I knew I had to make things right, to apologize, but all I wanted to do, all I could think to do, was kiss him.

It seemed at that moment his physical body left him—there was no resistance pushing back against me, nothing to keep my kiss from slipping away. But then he gently grabbed my arms as he moved his body closer to mine, his touch so light, more a tickle than a touch. It startled me and I flinched.

I felt warmth all around me. It was as if I was stepping inside his spirit and feeling the inside of his soul.

The moment lasted mere seconds. I leaned back and opened my eyes. His lips were still slightly parted, forming a smile, and his eyes were large and unblinking behind his glasses. He let go of my arms and said nothing, just looking at me.

I felt that all-too familiar tingle in my lower abdomen, that spark of attraction that made my belly burn. And I knew what it meant: I was falling. Hard. First Bobby Fraser. Then Matthew Levine. Now it was Mark Alexander.

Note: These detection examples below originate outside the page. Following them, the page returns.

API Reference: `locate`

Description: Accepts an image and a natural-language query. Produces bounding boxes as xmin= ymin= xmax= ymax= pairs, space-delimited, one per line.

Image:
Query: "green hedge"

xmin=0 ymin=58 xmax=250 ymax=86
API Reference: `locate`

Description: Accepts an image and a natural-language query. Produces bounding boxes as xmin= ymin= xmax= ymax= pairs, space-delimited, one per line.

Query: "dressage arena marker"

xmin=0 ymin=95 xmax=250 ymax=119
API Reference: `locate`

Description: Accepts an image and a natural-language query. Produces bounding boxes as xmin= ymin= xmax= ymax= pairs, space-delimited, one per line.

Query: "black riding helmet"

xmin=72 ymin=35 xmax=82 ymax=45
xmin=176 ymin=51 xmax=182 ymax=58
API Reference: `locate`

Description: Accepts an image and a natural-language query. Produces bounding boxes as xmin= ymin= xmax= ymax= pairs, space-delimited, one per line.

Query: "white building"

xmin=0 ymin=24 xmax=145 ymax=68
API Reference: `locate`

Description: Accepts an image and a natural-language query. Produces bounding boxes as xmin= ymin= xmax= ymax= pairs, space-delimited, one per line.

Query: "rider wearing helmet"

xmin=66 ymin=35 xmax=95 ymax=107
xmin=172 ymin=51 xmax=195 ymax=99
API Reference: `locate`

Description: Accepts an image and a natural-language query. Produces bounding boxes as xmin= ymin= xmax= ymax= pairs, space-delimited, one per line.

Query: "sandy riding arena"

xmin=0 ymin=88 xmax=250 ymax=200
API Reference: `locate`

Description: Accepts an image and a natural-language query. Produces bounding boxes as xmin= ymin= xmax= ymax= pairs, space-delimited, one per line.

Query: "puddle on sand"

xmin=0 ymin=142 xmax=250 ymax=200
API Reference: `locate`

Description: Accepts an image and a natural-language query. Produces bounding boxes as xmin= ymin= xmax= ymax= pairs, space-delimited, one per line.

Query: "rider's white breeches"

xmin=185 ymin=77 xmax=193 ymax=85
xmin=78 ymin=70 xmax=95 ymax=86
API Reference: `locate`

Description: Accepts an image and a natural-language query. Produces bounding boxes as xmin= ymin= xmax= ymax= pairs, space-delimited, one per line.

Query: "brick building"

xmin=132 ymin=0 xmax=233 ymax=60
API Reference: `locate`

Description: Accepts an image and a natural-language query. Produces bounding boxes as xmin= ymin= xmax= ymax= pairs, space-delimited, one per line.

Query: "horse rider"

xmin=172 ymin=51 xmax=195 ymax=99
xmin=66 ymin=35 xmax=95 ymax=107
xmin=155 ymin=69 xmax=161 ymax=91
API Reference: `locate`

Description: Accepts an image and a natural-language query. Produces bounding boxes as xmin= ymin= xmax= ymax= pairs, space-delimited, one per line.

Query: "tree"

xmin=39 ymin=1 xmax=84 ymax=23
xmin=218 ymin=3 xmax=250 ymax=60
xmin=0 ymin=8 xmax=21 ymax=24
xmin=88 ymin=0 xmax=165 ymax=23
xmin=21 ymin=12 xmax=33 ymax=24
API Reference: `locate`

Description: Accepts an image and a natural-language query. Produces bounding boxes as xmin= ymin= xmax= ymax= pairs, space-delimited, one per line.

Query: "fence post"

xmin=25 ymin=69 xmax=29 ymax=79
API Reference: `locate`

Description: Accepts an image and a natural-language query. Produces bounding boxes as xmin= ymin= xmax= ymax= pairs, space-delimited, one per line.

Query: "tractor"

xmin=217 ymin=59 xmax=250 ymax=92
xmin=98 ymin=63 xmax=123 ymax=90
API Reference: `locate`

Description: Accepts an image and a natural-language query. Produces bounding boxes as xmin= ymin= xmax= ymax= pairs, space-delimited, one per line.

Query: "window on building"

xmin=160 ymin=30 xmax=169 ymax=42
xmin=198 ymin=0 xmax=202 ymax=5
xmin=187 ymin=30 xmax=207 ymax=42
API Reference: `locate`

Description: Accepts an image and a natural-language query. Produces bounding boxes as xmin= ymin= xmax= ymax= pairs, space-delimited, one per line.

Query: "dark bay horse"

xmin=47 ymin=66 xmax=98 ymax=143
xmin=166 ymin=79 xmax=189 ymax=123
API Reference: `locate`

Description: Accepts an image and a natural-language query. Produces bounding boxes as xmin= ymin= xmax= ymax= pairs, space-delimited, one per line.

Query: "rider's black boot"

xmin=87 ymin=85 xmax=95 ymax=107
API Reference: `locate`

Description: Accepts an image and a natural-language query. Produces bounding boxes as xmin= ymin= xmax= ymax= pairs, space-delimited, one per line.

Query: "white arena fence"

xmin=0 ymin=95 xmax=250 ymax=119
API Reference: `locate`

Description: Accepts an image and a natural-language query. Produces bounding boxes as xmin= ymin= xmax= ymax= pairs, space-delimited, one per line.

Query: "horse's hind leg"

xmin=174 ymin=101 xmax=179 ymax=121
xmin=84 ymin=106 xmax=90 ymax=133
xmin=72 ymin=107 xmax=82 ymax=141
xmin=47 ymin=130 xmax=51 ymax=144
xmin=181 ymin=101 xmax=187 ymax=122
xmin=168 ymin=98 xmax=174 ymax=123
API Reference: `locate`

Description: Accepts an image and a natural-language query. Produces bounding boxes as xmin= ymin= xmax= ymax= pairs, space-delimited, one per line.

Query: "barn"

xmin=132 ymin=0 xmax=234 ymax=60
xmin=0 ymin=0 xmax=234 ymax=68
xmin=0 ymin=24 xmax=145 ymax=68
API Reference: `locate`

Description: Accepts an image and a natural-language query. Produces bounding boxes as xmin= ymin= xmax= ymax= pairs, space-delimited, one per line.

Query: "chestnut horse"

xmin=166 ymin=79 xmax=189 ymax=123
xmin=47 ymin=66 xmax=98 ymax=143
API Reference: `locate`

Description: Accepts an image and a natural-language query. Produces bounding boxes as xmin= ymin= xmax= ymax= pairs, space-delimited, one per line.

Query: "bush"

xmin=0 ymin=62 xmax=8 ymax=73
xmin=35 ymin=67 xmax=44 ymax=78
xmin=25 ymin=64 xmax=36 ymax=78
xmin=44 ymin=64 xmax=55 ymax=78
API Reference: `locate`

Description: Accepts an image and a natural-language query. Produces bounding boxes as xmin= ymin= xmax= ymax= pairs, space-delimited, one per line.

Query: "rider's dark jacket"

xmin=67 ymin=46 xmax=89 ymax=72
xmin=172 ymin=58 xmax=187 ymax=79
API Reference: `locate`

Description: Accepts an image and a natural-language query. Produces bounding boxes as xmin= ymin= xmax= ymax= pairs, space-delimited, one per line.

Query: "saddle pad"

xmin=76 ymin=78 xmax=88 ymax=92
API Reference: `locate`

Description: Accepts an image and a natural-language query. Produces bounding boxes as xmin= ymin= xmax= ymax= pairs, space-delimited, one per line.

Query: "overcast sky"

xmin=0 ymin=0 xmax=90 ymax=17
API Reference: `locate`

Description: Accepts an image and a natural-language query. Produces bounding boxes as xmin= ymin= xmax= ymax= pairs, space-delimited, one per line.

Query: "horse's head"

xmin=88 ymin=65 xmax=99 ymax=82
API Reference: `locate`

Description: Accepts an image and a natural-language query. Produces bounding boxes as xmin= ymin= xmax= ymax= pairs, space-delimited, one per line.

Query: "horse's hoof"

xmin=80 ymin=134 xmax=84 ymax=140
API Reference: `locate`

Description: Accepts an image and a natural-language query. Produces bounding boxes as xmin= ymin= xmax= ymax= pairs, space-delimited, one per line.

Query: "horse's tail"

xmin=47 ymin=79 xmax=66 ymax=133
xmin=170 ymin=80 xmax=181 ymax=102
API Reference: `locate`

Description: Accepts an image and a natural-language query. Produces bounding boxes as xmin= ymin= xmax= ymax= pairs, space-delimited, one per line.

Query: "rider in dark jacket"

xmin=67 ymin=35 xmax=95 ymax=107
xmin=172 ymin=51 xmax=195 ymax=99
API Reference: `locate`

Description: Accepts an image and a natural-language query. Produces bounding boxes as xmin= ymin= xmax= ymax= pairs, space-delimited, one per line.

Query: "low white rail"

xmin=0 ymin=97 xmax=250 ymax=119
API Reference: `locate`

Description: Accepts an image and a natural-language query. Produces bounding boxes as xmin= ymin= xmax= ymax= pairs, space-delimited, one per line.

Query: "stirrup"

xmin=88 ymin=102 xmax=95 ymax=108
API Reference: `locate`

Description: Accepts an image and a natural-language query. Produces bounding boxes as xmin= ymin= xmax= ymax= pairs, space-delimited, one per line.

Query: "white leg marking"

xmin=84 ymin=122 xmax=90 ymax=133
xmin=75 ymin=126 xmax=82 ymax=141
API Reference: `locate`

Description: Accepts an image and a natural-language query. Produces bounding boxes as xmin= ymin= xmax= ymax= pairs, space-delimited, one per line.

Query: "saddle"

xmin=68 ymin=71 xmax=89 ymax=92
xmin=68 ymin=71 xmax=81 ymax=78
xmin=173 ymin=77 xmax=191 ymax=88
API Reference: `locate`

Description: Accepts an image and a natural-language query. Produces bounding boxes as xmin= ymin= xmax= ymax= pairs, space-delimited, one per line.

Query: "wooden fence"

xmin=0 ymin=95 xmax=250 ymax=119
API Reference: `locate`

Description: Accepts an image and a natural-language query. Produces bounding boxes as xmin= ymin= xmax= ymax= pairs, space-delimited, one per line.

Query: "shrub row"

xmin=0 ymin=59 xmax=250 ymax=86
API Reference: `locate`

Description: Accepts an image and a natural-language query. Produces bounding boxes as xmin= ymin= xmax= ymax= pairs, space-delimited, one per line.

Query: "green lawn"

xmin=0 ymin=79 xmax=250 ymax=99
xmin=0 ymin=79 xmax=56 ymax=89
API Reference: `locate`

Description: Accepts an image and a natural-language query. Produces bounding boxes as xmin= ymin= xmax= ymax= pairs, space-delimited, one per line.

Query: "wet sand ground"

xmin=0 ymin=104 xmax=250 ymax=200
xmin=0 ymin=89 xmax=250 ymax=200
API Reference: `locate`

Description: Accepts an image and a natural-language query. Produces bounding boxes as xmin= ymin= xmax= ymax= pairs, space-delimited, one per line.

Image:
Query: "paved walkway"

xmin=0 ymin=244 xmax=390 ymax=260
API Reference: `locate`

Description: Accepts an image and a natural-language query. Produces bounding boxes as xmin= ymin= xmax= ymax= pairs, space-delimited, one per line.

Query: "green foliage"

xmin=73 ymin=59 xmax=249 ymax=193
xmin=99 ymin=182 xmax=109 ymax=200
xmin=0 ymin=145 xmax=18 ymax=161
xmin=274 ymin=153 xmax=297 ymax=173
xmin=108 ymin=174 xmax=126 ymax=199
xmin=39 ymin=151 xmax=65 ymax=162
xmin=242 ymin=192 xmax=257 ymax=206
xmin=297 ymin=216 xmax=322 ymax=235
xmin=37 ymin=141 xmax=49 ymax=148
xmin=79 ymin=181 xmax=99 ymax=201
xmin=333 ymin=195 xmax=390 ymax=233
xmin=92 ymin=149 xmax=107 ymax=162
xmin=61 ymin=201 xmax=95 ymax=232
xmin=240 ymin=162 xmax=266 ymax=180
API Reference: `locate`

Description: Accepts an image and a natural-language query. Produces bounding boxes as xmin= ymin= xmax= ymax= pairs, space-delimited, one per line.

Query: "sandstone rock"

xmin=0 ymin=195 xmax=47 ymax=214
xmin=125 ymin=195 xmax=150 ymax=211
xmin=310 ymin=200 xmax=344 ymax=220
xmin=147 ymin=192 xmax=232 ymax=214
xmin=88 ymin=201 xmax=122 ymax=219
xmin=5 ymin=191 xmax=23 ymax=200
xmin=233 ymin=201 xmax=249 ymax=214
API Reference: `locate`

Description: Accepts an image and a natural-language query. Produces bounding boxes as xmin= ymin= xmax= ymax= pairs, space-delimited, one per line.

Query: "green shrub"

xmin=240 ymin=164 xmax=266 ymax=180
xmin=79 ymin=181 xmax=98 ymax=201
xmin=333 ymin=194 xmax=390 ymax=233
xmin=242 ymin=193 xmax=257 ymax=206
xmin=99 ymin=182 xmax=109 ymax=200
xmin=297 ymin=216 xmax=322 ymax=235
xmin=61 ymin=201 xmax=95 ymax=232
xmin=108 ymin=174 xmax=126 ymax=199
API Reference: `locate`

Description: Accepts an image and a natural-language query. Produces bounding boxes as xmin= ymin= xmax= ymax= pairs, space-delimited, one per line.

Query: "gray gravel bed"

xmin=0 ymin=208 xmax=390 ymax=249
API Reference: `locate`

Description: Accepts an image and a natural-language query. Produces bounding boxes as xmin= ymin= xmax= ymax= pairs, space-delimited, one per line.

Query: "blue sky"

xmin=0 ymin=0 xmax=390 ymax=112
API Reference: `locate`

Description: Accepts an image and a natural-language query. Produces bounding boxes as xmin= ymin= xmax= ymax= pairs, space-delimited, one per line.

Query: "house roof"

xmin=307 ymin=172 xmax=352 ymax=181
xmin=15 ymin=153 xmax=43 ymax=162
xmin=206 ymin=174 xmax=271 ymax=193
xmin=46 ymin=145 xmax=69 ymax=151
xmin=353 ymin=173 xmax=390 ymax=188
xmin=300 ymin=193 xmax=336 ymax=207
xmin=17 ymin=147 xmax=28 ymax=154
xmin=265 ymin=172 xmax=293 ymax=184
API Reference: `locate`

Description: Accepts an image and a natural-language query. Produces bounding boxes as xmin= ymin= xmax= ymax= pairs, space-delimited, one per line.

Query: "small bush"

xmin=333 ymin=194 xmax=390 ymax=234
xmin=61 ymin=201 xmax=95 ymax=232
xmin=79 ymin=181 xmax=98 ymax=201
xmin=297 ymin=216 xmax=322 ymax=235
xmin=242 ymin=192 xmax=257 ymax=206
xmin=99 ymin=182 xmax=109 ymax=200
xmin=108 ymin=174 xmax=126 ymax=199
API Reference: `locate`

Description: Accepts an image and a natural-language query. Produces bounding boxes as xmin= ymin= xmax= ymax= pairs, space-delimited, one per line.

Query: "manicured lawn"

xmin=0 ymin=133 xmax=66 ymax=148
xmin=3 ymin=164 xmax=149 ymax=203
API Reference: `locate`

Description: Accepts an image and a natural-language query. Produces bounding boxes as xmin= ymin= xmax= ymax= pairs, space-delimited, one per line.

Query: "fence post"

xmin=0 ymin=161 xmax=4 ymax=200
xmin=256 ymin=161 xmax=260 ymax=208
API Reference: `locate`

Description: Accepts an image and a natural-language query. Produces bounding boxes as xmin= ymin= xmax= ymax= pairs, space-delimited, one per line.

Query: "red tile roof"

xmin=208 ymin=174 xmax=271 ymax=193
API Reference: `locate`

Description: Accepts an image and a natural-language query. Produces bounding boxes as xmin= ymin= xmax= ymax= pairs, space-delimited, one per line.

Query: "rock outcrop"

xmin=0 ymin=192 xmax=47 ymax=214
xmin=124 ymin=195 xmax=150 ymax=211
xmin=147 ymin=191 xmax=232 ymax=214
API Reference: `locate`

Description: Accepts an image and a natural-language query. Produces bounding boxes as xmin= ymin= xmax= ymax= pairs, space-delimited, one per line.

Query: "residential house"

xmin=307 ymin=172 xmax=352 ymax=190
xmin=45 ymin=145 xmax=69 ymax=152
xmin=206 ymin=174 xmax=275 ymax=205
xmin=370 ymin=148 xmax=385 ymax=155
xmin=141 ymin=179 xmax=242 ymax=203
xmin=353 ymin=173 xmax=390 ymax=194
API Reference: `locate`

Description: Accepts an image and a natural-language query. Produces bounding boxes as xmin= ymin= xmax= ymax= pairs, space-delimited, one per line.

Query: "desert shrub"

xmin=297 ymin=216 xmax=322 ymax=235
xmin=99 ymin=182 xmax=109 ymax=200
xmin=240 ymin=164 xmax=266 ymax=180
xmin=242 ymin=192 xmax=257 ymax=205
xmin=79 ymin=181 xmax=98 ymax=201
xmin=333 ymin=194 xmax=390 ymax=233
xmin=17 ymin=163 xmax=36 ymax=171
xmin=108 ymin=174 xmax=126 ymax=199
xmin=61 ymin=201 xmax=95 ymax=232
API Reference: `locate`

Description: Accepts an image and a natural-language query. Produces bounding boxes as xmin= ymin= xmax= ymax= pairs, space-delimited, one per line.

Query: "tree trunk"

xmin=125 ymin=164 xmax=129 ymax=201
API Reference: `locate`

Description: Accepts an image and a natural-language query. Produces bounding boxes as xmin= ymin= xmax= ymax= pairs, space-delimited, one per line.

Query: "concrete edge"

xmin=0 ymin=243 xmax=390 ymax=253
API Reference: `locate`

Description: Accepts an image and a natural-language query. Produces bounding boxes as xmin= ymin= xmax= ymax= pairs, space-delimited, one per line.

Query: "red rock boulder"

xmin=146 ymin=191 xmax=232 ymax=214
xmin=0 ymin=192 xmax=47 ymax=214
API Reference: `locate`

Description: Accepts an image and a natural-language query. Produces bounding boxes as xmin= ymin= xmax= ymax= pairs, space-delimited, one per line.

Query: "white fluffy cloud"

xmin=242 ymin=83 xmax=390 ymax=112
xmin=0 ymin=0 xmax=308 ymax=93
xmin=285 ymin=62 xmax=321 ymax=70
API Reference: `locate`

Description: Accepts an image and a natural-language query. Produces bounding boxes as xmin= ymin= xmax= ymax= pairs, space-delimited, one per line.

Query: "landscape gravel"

It was soon supplanted by my own guilt. I liked Mark. I liked who he was. And I liked who I was when I was with him. He made me want to be like him. Not like me, the person who tries to trap love through sex. This time, I wanted to have sex for a different reason. So whatever it was inside him that made him so pure, so good, I had to have some of it. I thought the only way to get it was to take it with a kiss. And I felt guilt for wanting to steal away some of his purity with a kiss. It was something I surely didn’t come to deserve.